The corporation Buy N Large that dominated the lives of humans on Earth has fulfilled its promise of taking humans far away from the mess they created.
It has transported civilisation onto a space ship of corporate overkill – where the same logo that pokes out, rotting and rusty from the mounds of garbage on Earth, flashes from every part of the spaceship.
The film taps into widespread concerns about the planet and environmental destruction.
Buy N Large advertisements still flicker in the gloom on Earth boasting how “there’s plenty of space in Space” to dump rubbish.
The film also nods to the idea that we are living in a world of disposable over-consumption.
So as WALL-E sorts the junk each day, things that catch his robot eye are stored in his shed.
Among these are circuit boards he uses to repair himself, bubble wrap, rubix cubes and an ipod.
This shows both the virtues of recycling and a critique of the society that creates all this stuff.
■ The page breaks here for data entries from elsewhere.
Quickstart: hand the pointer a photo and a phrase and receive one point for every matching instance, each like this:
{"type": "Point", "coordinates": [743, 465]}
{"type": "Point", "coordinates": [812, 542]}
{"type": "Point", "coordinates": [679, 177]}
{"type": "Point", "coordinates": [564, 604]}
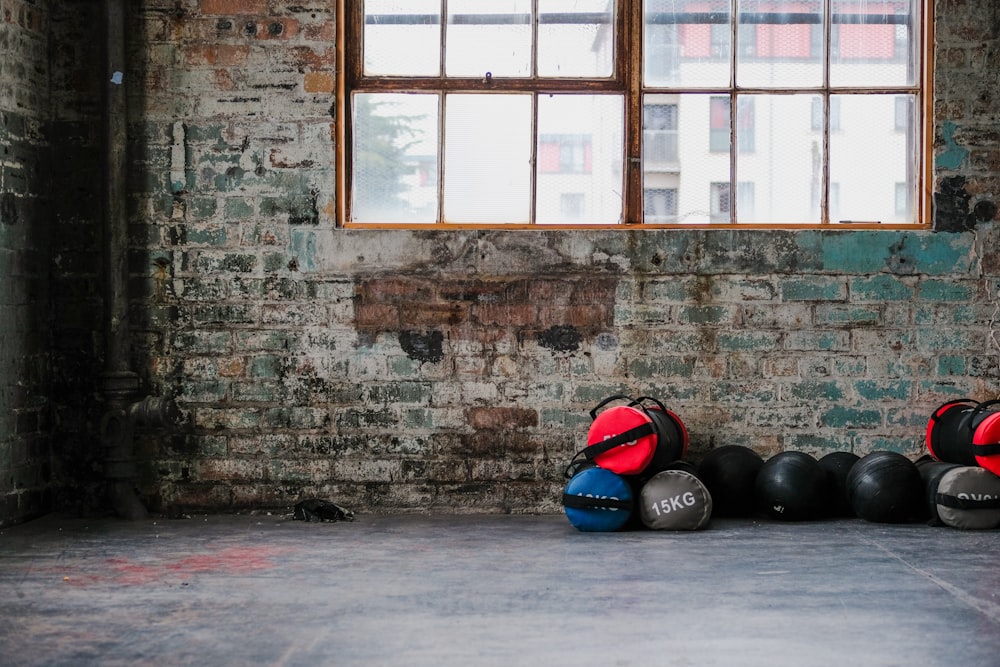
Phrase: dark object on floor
{"type": "Point", "coordinates": [314, 509]}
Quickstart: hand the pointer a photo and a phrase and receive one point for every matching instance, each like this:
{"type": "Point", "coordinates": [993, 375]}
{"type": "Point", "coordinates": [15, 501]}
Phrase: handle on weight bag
{"type": "Point", "coordinates": [954, 502]}
{"type": "Point", "coordinates": [967, 419]}
{"type": "Point", "coordinates": [936, 415]}
{"type": "Point", "coordinates": [591, 452]}
{"type": "Point", "coordinates": [616, 397]}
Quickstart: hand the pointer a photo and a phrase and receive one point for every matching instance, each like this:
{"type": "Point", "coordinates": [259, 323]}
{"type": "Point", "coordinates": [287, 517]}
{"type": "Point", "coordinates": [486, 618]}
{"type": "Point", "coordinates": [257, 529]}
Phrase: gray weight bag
{"type": "Point", "coordinates": [968, 497]}
{"type": "Point", "coordinates": [674, 500]}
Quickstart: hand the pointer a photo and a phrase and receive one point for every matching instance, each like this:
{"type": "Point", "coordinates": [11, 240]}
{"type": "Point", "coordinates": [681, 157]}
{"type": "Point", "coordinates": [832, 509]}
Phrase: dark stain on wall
{"type": "Point", "coordinates": [8, 209]}
{"type": "Point", "coordinates": [422, 346]}
{"type": "Point", "coordinates": [951, 207]}
{"type": "Point", "coordinates": [560, 338]}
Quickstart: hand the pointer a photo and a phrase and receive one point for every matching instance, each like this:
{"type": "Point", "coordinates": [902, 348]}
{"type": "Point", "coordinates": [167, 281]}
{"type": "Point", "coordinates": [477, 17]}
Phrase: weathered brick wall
{"type": "Point", "coordinates": [75, 335]}
{"type": "Point", "coordinates": [454, 371]}
{"type": "Point", "coordinates": [25, 462]}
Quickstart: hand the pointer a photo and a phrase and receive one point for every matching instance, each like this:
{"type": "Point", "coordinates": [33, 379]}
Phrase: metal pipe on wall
{"type": "Point", "coordinates": [120, 384]}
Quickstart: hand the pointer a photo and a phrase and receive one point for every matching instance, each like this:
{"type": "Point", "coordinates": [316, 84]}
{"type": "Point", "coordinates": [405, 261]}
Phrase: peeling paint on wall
{"type": "Point", "coordinates": [954, 155]}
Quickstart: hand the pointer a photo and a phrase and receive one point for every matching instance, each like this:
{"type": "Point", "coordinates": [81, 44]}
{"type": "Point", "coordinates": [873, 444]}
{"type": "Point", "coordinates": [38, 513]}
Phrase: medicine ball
{"type": "Point", "coordinates": [969, 497]}
{"type": "Point", "coordinates": [729, 473]}
{"type": "Point", "coordinates": [931, 472]}
{"type": "Point", "coordinates": [622, 438]}
{"type": "Point", "coordinates": [597, 500]}
{"type": "Point", "coordinates": [675, 500]}
{"type": "Point", "coordinates": [837, 465]}
{"type": "Point", "coordinates": [885, 487]}
{"type": "Point", "coordinates": [950, 431]}
{"type": "Point", "coordinates": [790, 487]}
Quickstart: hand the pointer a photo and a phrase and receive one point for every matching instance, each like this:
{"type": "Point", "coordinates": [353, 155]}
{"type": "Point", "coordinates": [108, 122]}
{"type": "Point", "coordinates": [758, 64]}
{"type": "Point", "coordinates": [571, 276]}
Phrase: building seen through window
{"type": "Point", "coordinates": [499, 112]}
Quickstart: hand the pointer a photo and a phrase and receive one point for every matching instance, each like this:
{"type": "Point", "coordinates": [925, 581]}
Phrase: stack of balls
{"type": "Point", "coordinates": [632, 474]}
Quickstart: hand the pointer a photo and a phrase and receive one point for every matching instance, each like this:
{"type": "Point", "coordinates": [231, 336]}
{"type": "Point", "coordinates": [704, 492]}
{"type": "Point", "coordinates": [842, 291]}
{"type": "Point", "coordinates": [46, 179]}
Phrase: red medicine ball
{"type": "Point", "coordinates": [622, 439]}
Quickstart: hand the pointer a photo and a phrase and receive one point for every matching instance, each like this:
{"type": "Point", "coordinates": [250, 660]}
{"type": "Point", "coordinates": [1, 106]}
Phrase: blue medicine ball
{"type": "Point", "coordinates": [597, 500]}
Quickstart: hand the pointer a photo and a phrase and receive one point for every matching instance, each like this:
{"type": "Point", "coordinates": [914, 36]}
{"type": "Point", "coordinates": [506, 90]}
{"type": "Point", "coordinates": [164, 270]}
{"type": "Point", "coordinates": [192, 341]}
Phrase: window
{"type": "Point", "coordinates": [660, 205]}
{"type": "Point", "coordinates": [564, 153]}
{"type": "Point", "coordinates": [527, 112]}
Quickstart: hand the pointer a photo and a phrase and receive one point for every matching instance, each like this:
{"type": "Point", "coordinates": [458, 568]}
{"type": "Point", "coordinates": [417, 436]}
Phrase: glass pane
{"type": "Point", "coordinates": [777, 45]}
{"type": "Point", "coordinates": [575, 38]}
{"type": "Point", "coordinates": [402, 37]}
{"type": "Point", "coordinates": [395, 157]}
{"type": "Point", "coordinates": [685, 163]}
{"type": "Point", "coordinates": [488, 36]}
{"type": "Point", "coordinates": [579, 158]}
{"type": "Point", "coordinates": [873, 43]}
{"type": "Point", "coordinates": [686, 43]}
{"type": "Point", "coordinates": [881, 186]}
{"type": "Point", "coordinates": [487, 158]}
{"type": "Point", "coordinates": [780, 180]}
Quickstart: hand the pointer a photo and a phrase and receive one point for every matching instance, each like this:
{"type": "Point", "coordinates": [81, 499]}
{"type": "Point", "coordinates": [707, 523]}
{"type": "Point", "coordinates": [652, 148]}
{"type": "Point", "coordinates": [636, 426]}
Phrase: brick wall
{"type": "Point", "coordinates": [25, 462]}
{"type": "Point", "coordinates": [454, 371]}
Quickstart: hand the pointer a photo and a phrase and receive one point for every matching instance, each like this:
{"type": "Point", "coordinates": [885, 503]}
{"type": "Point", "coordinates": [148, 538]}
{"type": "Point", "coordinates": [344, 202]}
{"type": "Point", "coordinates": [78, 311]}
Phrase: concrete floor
{"type": "Point", "coordinates": [495, 590]}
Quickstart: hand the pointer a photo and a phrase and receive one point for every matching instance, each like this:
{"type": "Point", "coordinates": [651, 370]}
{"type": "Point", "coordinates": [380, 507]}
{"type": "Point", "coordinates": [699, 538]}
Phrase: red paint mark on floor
{"type": "Point", "coordinates": [130, 572]}
{"type": "Point", "coordinates": [235, 560]}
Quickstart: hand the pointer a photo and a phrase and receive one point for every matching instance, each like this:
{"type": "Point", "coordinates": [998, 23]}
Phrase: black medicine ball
{"type": "Point", "coordinates": [837, 465]}
{"type": "Point", "coordinates": [791, 486]}
{"type": "Point", "coordinates": [886, 487]}
{"type": "Point", "coordinates": [729, 473]}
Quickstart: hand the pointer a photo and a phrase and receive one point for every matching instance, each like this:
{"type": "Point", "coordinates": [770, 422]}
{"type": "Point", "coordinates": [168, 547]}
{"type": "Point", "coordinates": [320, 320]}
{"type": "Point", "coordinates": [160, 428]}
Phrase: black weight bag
{"type": "Point", "coordinates": [675, 500]}
{"type": "Point", "coordinates": [931, 471]}
{"type": "Point", "coordinates": [969, 498]}
{"type": "Point", "coordinates": [966, 432]}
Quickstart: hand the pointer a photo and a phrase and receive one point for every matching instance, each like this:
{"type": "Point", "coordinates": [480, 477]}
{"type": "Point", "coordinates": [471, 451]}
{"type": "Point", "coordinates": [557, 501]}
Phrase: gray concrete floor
{"type": "Point", "coordinates": [495, 590]}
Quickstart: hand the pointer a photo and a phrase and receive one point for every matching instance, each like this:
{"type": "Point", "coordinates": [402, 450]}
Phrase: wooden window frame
{"type": "Point", "coordinates": [627, 81]}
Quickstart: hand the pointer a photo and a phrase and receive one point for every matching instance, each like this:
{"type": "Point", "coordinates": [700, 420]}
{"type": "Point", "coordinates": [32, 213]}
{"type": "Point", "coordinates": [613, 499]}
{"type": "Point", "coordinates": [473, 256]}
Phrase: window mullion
{"type": "Point", "coordinates": [630, 52]}
{"type": "Point", "coordinates": [733, 103]}
{"type": "Point", "coordinates": [824, 195]}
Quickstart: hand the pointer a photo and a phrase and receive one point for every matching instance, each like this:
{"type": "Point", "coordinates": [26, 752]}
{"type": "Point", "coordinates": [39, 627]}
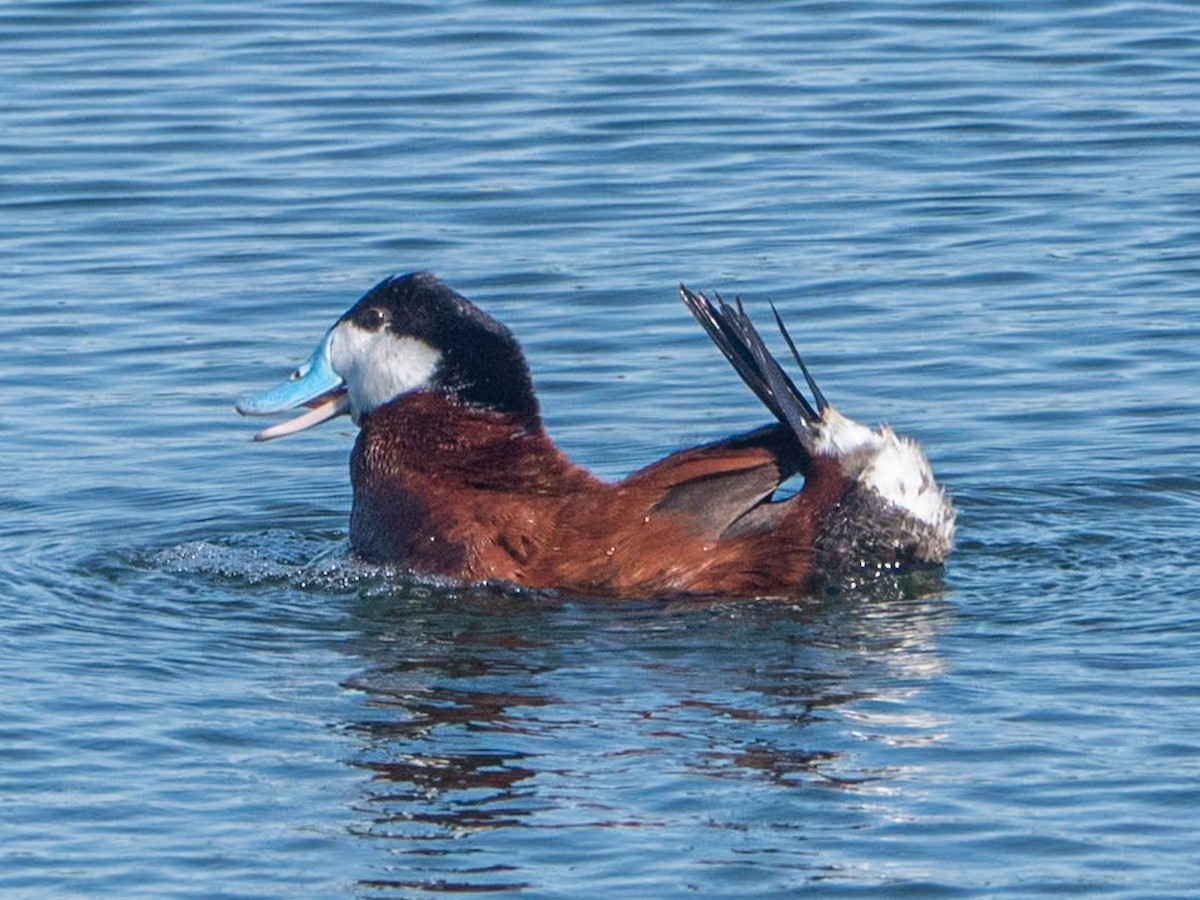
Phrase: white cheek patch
{"type": "Point", "coordinates": [900, 473]}
{"type": "Point", "coordinates": [892, 466]}
{"type": "Point", "coordinates": [378, 366]}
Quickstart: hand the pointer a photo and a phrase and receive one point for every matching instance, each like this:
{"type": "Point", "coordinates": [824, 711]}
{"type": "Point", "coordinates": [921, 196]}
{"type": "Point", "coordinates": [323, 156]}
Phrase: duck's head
{"type": "Point", "coordinates": [409, 333]}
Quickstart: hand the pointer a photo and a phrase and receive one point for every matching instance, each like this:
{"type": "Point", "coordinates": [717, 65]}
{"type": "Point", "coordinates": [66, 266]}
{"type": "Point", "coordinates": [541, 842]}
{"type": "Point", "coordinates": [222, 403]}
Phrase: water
{"type": "Point", "coordinates": [982, 220]}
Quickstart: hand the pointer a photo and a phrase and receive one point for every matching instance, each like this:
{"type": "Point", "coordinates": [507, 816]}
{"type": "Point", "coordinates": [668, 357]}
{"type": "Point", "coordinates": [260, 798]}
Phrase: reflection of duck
{"type": "Point", "coordinates": [454, 475]}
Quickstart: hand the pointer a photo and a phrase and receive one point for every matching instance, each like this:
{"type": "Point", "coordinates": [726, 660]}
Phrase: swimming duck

When EVE, a smooth modern robot, arrives to scan for life on Earth, WALL-E is for a short time terrified, then swiftly falls in love – inspired by the repeated clip of Hello Dolly that his video player shows.
When the humans, floating in corporate space, hear that EVE has discovered a tiny plant, they set out back to Earth.
While this film certainly captures the danger the current system poses to the planet, it doesn’t say who’s to blame or what to do about it.
But it is a very enjoyable film for children and adults alike, with a fantastic soundtrack and animation. I highly recommend it – and I don’t even like cartoons!